4. В отношении к советской истории ведущим становится «жанр всеотрицания, предавания анафеме», что является нарушением закона преемственности и смертельно опасно для национальной культуры и ее субъекта [Коженевска-Берчиньска, 1996, с. 147–151] (о клише новояза и цитации в языке постсоветского общества см.: [Земская, 1996])[9].

Приходится с тревогой констатировать, что в настоящее время активно функционирует целый ряд социально-политических группировок, проводящих в жизнь постулаты и нормы именно ЛР антиидеала в различных его модификациях – религиозно-экстремистские, сатанистские, неофашистские, националистические и др. объединения. Соответственно, проектирование системы образования на всех его ступенях в концептуально-идеологическом поле категории ЛР идеала является залогом прогрессивного развития нашего общества.

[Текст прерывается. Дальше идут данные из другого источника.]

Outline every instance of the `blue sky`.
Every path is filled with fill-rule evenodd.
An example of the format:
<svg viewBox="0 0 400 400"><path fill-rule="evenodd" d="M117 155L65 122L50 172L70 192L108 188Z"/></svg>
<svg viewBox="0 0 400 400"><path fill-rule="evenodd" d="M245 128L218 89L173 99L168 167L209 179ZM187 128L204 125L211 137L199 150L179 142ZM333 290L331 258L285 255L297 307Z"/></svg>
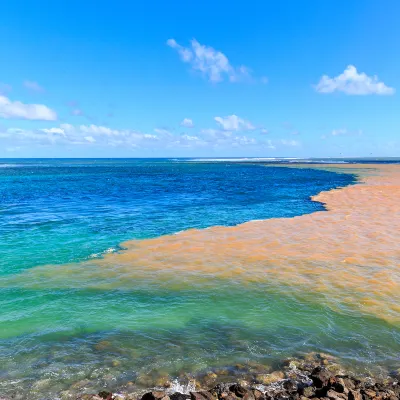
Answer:
<svg viewBox="0 0 400 400"><path fill-rule="evenodd" d="M0 6L0 157L400 156L400 2Z"/></svg>

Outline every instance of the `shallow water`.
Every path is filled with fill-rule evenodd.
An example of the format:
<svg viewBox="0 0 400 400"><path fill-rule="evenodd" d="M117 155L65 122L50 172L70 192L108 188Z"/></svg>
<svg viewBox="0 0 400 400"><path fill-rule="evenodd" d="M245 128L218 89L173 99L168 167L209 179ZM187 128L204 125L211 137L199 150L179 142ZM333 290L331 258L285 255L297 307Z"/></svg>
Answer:
<svg viewBox="0 0 400 400"><path fill-rule="evenodd" d="M332 171L165 160L2 169L2 390L146 387L309 351L361 373L398 368L399 167ZM354 173L359 184L315 198L328 212L310 200Z"/></svg>

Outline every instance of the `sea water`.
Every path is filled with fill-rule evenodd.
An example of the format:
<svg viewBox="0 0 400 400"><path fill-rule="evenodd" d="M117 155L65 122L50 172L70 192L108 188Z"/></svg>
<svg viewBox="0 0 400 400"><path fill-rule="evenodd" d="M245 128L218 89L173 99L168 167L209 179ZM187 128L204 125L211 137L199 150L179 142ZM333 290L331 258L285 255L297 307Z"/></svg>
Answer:
<svg viewBox="0 0 400 400"><path fill-rule="evenodd" d="M396 366L397 326L320 294L199 277L195 264L171 279L167 263L160 272L146 259L134 277L112 258L103 272L124 241L324 212L311 196L356 181L245 161L0 160L0 393L150 387L310 351L360 370Z"/></svg>

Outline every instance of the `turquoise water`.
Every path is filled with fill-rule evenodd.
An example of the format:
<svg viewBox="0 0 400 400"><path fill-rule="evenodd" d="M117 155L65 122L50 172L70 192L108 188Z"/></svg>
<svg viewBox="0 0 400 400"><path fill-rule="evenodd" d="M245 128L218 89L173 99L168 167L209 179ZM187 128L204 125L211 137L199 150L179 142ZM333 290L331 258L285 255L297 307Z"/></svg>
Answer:
<svg viewBox="0 0 400 400"><path fill-rule="evenodd" d="M321 211L310 196L354 182L229 162L0 160L0 393L149 387L164 375L273 365L309 351L360 370L394 368L398 327L274 282L182 274L165 284L148 273L102 288L92 277L74 285L72 274L61 287L29 274L44 266L57 275L67 263L85 269L87 260L96 268L128 239Z"/></svg>

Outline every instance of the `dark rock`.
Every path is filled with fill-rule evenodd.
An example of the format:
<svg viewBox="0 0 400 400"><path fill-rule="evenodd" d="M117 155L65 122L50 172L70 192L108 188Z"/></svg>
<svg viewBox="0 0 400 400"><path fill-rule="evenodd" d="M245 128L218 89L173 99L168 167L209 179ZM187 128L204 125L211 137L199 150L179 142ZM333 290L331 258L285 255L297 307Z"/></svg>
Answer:
<svg viewBox="0 0 400 400"><path fill-rule="evenodd" d="M101 397L102 399L105 399L105 400L111 400L112 393L107 392L106 390L102 390L101 392L99 392L99 397Z"/></svg>
<svg viewBox="0 0 400 400"><path fill-rule="evenodd" d="M230 390L232 393L235 393L235 395L236 395L237 397L240 397L240 398L244 397L244 395L247 393L247 389L244 388L243 386L237 384L237 383L235 383L234 385L232 385L232 386L229 388L229 390Z"/></svg>
<svg viewBox="0 0 400 400"><path fill-rule="evenodd" d="M230 393L230 387L233 385L234 383L219 383L210 390L210 393L218 398L226 398L229 394L232 395L232 393ZM225 395L223 396L223 394Z"/></svg>
<svg viewBox="0 0 400 400"><path fill-rule="evenodd" d="M171 400L187 400L187 399L190 399L190 394L183 394L183 393L175 392L174 394L171 394L169 396L169 398ZM143 398L142 398L142 400L143 400Z"/></svg>
<svg viewBox="0 0 400 400"><path fill-rule="evenodd" d="M316 367L311 372L310 378L317 388L322 388L332 378L332 374L325 367Z"/></svg>
<svg viewBox="0 0 400 400"><path fill-rule="evenodd" d="M293 379L287 379L286 381L283 382L282 387L288 392L288 393L295 393L297 392L297 383Z"/></svg>
<svg viewBox="0 0 400 400"><path fill-rule="evenodd" d="M142 396L142 400L168 400L169 397L164 392L148 392Z"/></svg>
<svg viewBox="0 0 400 400"><path fill-rule="evenodd" d="M363 389L361 390L361 395L364 400L375 399L377 393L373 389Z"/></svg>
<svg viewBox="0 0 400 400"><path fill-rule="evenodd" d="M353 389L349 390L349 397L348 397L349 400L362 400L362 398L363 397L361 396L361 393L358 390L353 390Z"/></svg>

Нами разработана социокультурная модель сильной языковой личности демократического типа как современная модификация отечественного ЛР идеала и адекватный стратегический приоритет нового этапа образовательной политики. Ее структурные компоненты, детерминирующие генеральной цели системы ЛР образования, представлены на рис. 4:

Рис.3 Лингвориторическое образование как инновационная педагогическая система. Принципы проектирования и опыт реализации

Рис. 4. Социокультурная детерминированность проектной основы целе-функционального блока в системе ЛР образования

На основе модели рассмотрим широкое и узкое понимание интегральной ЛР компетенции личности. В широком понимании оно включает все перечисленные компоненты на следующих основаниях:

– понятие «Этос» (нравственно-философское, этическое начало речи) является системообразующим, наряду с Логосом и Пафосом, для риторической категориальной системы, одним из трех компонентов риторического идеала «Благо – добро, Мысль – истина, Красота – гармония»; этическая ответственность за слово – неотъемлемый компонент истинной риторики и, соответственно, подлинной риторической компетенции, выступающий мировоззренческим стержнем ее реализации на всех этапах универсального идеоречевого цикла «от мысли к слову» – при изобретении содержания высказывания, его расположении и языковом выражении;

– общеобразовательная эрудиция экстралингвистического характера, а для специалиста также профессиональная осведомленность образуют с ЛР компетенцией субъекта речи диалектическое единство как содержание и форма (по Гегелю, «содержание формально, форма содержательна»): чтобы осуществить этап инвенции – изобретение содержания речи – необходимо быть сведущим в предмете речи, т. е. иметь необходимый и достаточный – для данной образовательной ступени – комплекс знаний экстралингвистического характера в рамках общеобразовательной (профессиональной) подготовки. Последние должны быть определенным образом систематизированы и интегрированы на лингво-когнититивном уровне языковой личности обучающегося, чему способствует культурологическая основа интеграции межпредметного содержания образования.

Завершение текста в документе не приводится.